Коля, ты знаешь, что такое повышенная лактация? Это…
— Это когда молоко течет из груди по животу, болит голова и повышается температура, — перебиваю я мамочку и кладу трубку.
Итак. Собираюсь с духом и набираю другой московский номер. Занято. Ставлю на автодозвон и стараюсь ни о чем не думать. Не получается. Во сколько открываются медицинские учреждения? В восемь?
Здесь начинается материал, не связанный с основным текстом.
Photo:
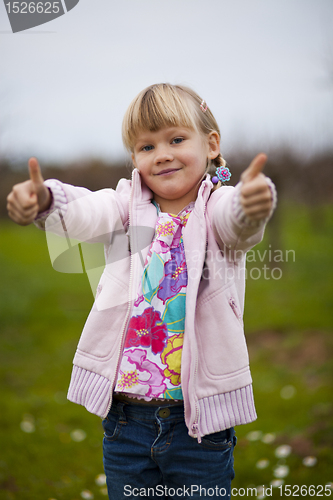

Тогда позвонить могли в восемь десять, в восемь тридцать… Понял ли дядюшка, чего хотел племя ник?.. Позвал ли к телефону жену или бросил трубку и начал выяснять отношения?.. Прервал ли следующий телефонный звонок их скандал, или позвонили позже, когда Ляля кое-как убедила мужа, что Коля — просто “истекающий половой истомой” подросток, а она тут ни при чем, и тенор Сидоркин пошел на кухню жарить рыбу, а позвонили в девять?..
Гудок!!
— Институт гематологии, лаборатория.
“Не было рыбы! — я нервно подпрыгиваю несколько раз. — Не было рыбы, как же я забыла — была курица в микроволновке!”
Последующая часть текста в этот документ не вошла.